Questions on new implementation #114

yeliu918 · 2021-03-16T18:07:32Z

Hi,
Nice work on the new performance!
I saw you mentioned that the new model is trained on new training data combined with your original training data.
I have some confusion here.

How do you get the "nq-adv-hn-train.json"? Does the gold and hard_negative is retrieved from pre-trained DPR model rather than BM25? And which pre-trained DPR model does you use? Is that the "single-adv-hn.nq.bert-base-encoder"?
If I use new training data "nq-adv-hn-train.json" should I still use nq-train.json to get your performance? If I need, does that mean I need to add one BM25 hard_negative from nq-train.json?

vlad-karpukhin · 2021-03-16T20:00:51Z

Hi @yeliu918 ,

nq-adv-hn-train.json is obtained by using the original NQ trian set we provided but where hard negatives were obtained using DPR NQ model itself (checkpoint=checkpoint.retriever.single.nq.bert-base-encoder), not BM25.
single-adv-hn.nq.bert-base-encoder - is a checkpoint trained by concatenating the original NQ train data set we provided & this new dataset.
Yes, you should use both train datasets, please have a look at the "New model training combines two NQ datatsets:" example provided on the main readme page how to train with tow datasets.

yeliu918 · 2021-03-16T21:25:57Z

Hi @vlad-karpukhin,

Thanks for the clarification. It's very helpful!

yeliu918 · 2021-03-18T21:34:07Z

Hi @vlad-karpukhin,

Forget to ask you do you try the second step: using nq_train,nq_train_hn1 from scratch or from the checkpoints (checkpoint=checkpoint.retriever.single.nq.bert-base-encoder)? And how many more epochs did you train?

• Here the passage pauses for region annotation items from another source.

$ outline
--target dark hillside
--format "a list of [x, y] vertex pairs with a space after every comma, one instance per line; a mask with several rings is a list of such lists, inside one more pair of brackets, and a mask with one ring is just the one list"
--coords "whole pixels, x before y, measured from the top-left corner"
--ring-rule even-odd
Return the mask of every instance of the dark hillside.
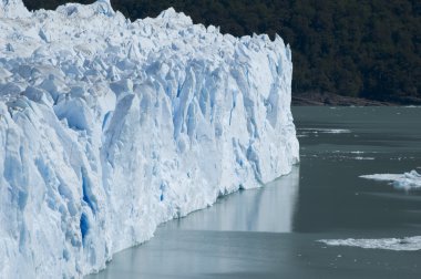
[[[24, 0], [52, 9], [64, 0]], [[93, 1], [79, 1], [93, 2]], [[244, 35], [279, 33], [294, 53], [295, 95], [333, 93], [421, 103], [419, 0], [120, 0], [132, 20], [174, 7], [194, 22]]]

vlad-karpukhin · 2021-03-18T21:44:18Z

The new checkpoint 'single-adv-hn.nq.bert-base-encoder' is exactly the model that is trained from scratch on [nq_train,nq_train_hn1] combined dataset using the same params as our original model (i.e. trained for 40 epochs)

'data.retriever_results.nq.single-adv-hn.test' - is the NQ test set results from this model
'data.retriever.nq-adv-hn-train' - is the training data

And I've just added links to this model wikipedia embeddings.
Resource name = data.retriever_results.nq.single-adv-hn.wikipedia_passages

yeliu918 · 2021-03-18T23:03:45Z

Thanks for the clarification. May I ask you why you train the model from scratch rather than further training from the "single.nq.bert-base-encoder" checkpoint? Because I think it may lead to better performance.

vlad-karpukhin · 2021-03-18T23:53:09Z

I tried both ways in a lot of different combinations including re-indexing the entire wikipedia index during training and mining new hard negatives (during training) and got more or less same results.
Training from scratch on both datasets is a little bit better overall.

yeliu918 · 2021-03-19T02:32:33Z

Hi @vlad-karpukhin,

Thank you a lot for letting me know that.
I saw the gold passage in "nq-adv-hn-train" is gold one from NQ dataset, so it is as same as that in "nq_train".
So why do you use gold passage, BM25 negative passage and DPR negative passage in each training example. Rather than double the training example with the gold passage and DPR negative passage?

And Why the "nq-adv-hn-train" has 69639 examples, while "nq_train" has 58880 (same as in paper). And all the score of the gold passage is 1000. Does that means it is from the "context" in the "gold_passages_info"?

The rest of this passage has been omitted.